Lecture by Manray Hsu, Independent curator and art critic based in Taipei.
https://vimeo.com/200538095
The contemporary art biennial is a global phenomenon. As part of cultural apparatus of modernity, the art biennial, like international expos, tends to be future-oriented, often with an optimistic, or even utopian tone. Just as modern utopian promises have been constantly broken, biennials (again, like expos) rarely if not never live up to what they propose to show on the exhibition level, let alone the social changes promised. Hence the so-called “biennial bashing,” prevalent in art circles around the world. Nowadays, you are not an art professional if you don’t know how to slam biennials. You need to know the skills, metaphors and rhetorics of assaulting biennials, even if you may only have visited one or two biennials, in Venice or Kassel plus the one in your own home town.
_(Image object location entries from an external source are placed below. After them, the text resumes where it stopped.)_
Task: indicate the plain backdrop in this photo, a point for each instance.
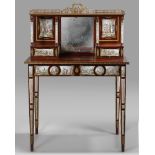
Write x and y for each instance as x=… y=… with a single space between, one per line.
x=77 y=114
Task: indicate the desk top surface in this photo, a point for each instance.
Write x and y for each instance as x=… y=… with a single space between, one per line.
x=78 y=60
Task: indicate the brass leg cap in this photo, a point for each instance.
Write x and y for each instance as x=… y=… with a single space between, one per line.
x=123 y=147
x=116 y=131
x=36 y=130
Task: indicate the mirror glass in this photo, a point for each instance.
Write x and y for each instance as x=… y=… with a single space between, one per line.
x=77 y=34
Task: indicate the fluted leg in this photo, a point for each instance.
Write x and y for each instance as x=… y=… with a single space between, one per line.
x=117 y=103
x=123 y=105
x=36 y=103
x=31 y=104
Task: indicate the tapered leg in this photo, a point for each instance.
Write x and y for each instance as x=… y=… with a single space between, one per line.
x=117 y=103
x=36 y=103
x=31 y=104
x=123 y=105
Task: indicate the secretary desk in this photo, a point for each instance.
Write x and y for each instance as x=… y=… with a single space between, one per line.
x=76 y=41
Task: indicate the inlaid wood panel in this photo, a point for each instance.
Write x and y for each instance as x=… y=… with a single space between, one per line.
x=81 y=70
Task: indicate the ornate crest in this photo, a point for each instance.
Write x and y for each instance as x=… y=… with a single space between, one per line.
x=77 y=8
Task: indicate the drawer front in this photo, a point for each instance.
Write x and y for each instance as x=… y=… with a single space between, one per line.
x=79 y=70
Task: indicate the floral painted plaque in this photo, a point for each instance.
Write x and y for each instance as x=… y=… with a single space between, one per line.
x=46 y=28
x=108 y=28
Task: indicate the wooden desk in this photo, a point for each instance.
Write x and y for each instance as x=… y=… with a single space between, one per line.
x=83 y=66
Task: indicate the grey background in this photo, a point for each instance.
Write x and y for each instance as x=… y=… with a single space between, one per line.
x=77 y=114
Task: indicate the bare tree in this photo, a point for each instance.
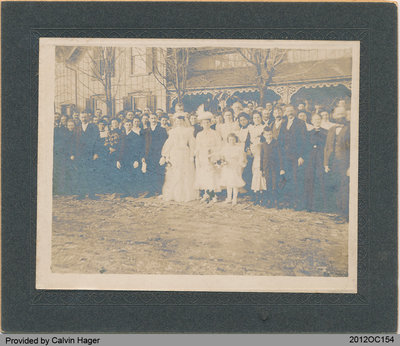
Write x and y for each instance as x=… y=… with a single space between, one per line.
x=103 y=61
x=102 y=68
x=265 y=62
x=171 y=69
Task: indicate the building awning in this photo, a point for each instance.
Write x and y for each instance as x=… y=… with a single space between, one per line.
x=243 y=79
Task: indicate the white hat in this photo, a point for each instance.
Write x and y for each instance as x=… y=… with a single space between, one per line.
x=205 y=116
x=179 y=115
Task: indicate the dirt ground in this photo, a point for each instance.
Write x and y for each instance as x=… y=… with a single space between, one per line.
x=150 y=236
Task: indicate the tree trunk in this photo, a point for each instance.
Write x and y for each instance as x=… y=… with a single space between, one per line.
x=109 y=96
x=262 y=96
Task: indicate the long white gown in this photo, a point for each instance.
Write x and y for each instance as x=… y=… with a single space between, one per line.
x=258 y=181
x=208 y=143
x=179 y=176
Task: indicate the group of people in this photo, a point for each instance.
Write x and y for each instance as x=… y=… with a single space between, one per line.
x=280 y=156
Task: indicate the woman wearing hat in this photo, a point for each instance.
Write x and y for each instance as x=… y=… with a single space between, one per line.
x=177 y=154
x=208 y=143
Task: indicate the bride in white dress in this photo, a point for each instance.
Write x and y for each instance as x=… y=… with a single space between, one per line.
x=177 y=153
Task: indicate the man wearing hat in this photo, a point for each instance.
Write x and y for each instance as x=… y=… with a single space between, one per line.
x=337 y=163
x=208 y=143
x=155 y=137
x=87 y=147
x=292 y=138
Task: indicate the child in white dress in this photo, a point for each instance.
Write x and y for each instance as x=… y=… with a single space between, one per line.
x=234 y=160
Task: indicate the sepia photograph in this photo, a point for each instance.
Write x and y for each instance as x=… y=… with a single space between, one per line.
x=198 y=165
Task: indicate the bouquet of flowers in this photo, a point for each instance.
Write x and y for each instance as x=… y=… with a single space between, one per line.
x=220 y=163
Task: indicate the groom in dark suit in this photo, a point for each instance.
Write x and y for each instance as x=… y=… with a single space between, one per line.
x=292 y=138
x=155 y=137
x=87 y=142
x=131 y=152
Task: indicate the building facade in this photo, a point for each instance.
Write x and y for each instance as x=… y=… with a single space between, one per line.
x=80 y=80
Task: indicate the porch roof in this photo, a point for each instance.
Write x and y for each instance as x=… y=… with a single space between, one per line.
x=286 y=73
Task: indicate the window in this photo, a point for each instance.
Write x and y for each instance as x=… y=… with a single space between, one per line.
x=139 y=57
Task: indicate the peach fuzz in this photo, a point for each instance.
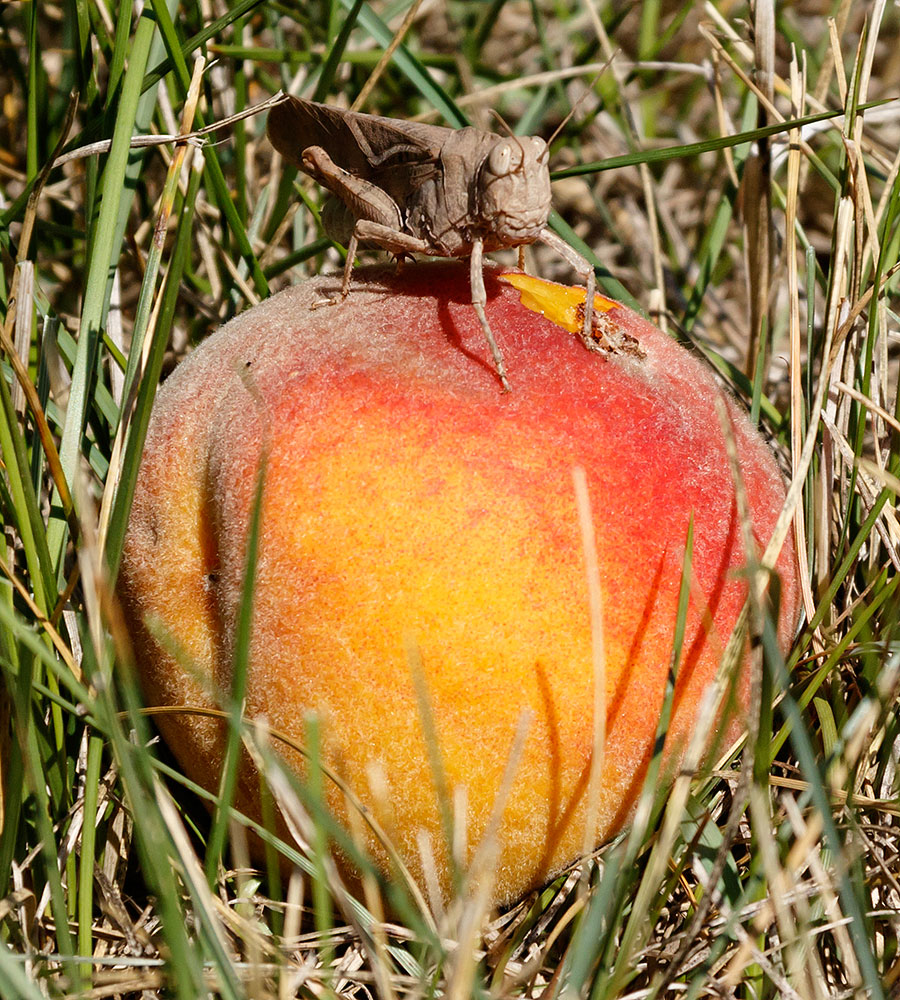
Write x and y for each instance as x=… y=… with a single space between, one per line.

However, biennials are typically very different from each other. On top of their heterogeneity, each edition of one biennial can be as distinct as other editions. Without a broad research on biennials around the globe, it is intellectually irresponsible to criticize them as a big lump of same-same events.
My talk focuses on the Taipei Biennial from its first manisfestation in 1996 to the current, 2016 edition. I will discuss in outline each edition’s professed agenda, its relevance to time, to local and broader contexts, as well as its formal characteristics as an exhibition. Comparisons with other biennials are necessary, even though I will not list all the some forty biennials I have visited over the last years.